Please note that all automation interface names begin with "ISpeech" and that all automation object names begin with "Sp." Applications can explicitly create object variables which instantiate automation objects, using the "CreateObject" statement or the "New" keyword in a "Dim" or "Set" statement. Object variables which instantiate automation interfaces, on the other hand, are only created by the methods, properties and events of automation objects.

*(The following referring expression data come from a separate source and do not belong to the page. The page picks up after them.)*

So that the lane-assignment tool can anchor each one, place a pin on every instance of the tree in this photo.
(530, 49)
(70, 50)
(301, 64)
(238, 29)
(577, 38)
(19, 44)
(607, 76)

Additionally, some automation interfaces are implemented by automation objects, and the properties and methods of those interfaces are inherited by the objects. For example, the ISpeechBaseStream interface defines a set of properties and methods for storing and manipulating audio data in memory. The SpFileStream, SpMemoryStream and SpCustomStream objects implement the ISpeechBaseStream interface; as a result, the methods and properties of the ISpeechBaseStream interface are available in all three objects.
| Objects | Description |
| SpAudioFormat | Defines an audio format. |
| SpCustomStream | Supports supports the use of existing IStream objects in SAPI. |
| SpFileStream | Provides the ability to open files as audio streams and save audio streams as files. |
| SpInProcRecoContext | Defines a recognition context, or a collection of settings, that requests a specific type of recognition as determined by the needs of an application. |
| SpInProcRecoContext (Events) | Defines the types of events that a recognition context can receive. |
| SpInProcRecognizer | Represents a speech recognition engine. |
| SpLexicon | Provides access to lexicons, which contain information about words that can be recognized or spoken. |
| SpMemoryStream | Supports audio stream operations in memory. |
| SpMMAudioIn | Represents the audio implementation for the standard Windows wave-in multimedia layer. |
| SpMMAudioOut | Represents the audio implementation for the standard Windows wave-out multimedia layer. |
| SpObjectToken | Supports object token entries. |
| SpObjectTokenCategory | Represents a class of object tokens. |
| SpPhoneConverter | Supports conversion from the SAPI character phoneset to the Id phoneset. |
| SpPhraseInfoBuilder | Provides the ability to rebuild phrase information from audio data saved to memory. |
| SpSharedRecoContext | Defines a recognition context, or a collection of settings, that requests a specific type of recognition as determined by the needs of an application. |
| SpSharedRecoContext (Events) | Defines the types of events that a recognition context can receive. |
| SpSharedRecognizer | Represents a speech recognition engine. |
| SpTextSelectionInformation | Provides access to the text selection information pertaining to a word sequence buffer. |
| SpUnCompressedLexicon | Provides access to lexicons, which contain information about words that can be recognized or spoken. |
| SpVoice | Enables an application to perform text synthesis operations. |
| SpVoice (Events) | defines the types of events that can be received by an SpVoice object. |
| SpWaveFormatEx | Defines the format of waveform-audio data. |